La différence entre les récepteurs androgéniques des régions occipitales et des autres régions explique le caractère définitif de la croissance des cheveux réimplantés.

Le degré de dégarnissement d'une alopécie androgénétique masculine ou féminine peut être répertorié avec une classification statique (Hamilton, Ludwig) ou être mesuré et suivi avec plus de précision avec une classification dynamique plurifactorielle.
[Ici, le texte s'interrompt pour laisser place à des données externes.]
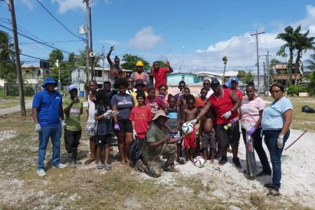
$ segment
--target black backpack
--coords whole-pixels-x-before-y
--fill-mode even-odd
[[[315,113],[315,110],[313,108],[309,107],[309,106],[306,106],[306,105],[302,106],[302,112],[306,112],[306,113]]]

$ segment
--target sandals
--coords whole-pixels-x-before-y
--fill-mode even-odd
[[[91,162],[95,161],[96,159],[88,159],[85,161],[85,162],[84,163],[85,164],[89,164]]]
[[[112,167],[111,167],[111,164],[106,163],[104,165],[104,168],[105,169],[106,169],[107,171],[110,171],[110,170],[111,170]]]

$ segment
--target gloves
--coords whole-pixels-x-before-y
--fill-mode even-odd
[[[106,118],[108,115],[111,116],[111,113],[113,113],[113,110],[108,109],[106,113],[104,113],[104,117]]]
[[[236,122],[237,122],[237,121],[239,121],[239,119],[233,118],[231,120],[230,120],[230,122],[232,123],[232,124],[235,124]]]
[[[136,132],[134,129],[132,130],[132,136],[134,137],[134,140],[136,140]]]
[[[227,112],[226,112],[225,114],[221,115],[221,118],[225,118],[225,120],[227,119],[228,118],[230,118],[232,115],[232,111],[229,111]]]
[[[253,126],[253,127],[251,128],[251,130],[248,130],[248,131],[247,132],[247,134],[248,134],[248,135],[253,135],[253,134],[256,131],[256,129],[257,129],[257,128],[255,127],[255,125]]]
[[[119,127],[119,125],[118,124],[115,123],[114,130],[116,130],[116,131],[119,131],[120,130],[120,127]]]
[[[35,124],[35,132],[40,132],[41,130],[41,125],[38,124]]]
[[[284,134],[279,134],[278,139],[276,140],[276,144],[278,145],[279,148],[281,148],[284,146]]]
[[[62,127],[64,127],[66,126],[66,122],[64,122],[64,120],[62,120]]]
[[[188,121],[187,122],[190,122],[193,125],[195,125],[197,122],[197,120],[196,119],[193,119],[192,120]]]

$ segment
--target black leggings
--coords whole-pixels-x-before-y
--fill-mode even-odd
[[[262,137],[260,137],[260,132],[261,128],[258,127],[252,134],[253,139],[253,146],[257,155],[258,155],[259,160],[260,160],[260,162],[262,166],[262,171],[271,174],[272,169],[270,168],[270,165],[269,164],[266,153],[262,147]],[[246,145],[246,130],[243,127],[241,128],[241,134],[243,134],[244,143]]]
Toutes les indications actuelles des microgreffes sont :

  • les alopécies androgénétiques masculines des stades III à VII,

  • les alopécies androgénétiques féminines des stades I à III,

  • le comblement des golfes chez les transsexuels,

  • l'alopécie des sourcils,

  • les cicatrices de la barbe et de la moustache,

  • l'alopécie du pubis,

  • les cicatrices et alopécies définitives après lifting cervico-facial,

  • la plupart des alopécies cicatricielles (brûlure, radiothérapie, pseudopelade stabilisée).

(Bouhanna P., Ann. Dermatol. Venerol., 2002, 129 : 837-840)

Influence du site receveur

Influence du site receveur sur les caractéristiques de la croissance des cheveux implantés

A l’heure actuelle, les implants capillaires ont été non seulement utilisés dans la correction de l’AAG mais aussi dans d’autres types d’alopécie tel que l’alopécie du pubis et celle du sourcil.

Il est généralement admis que les cheveux transplantés préservent leur intégrité et leurs caractéristiques sur les zones receveuses.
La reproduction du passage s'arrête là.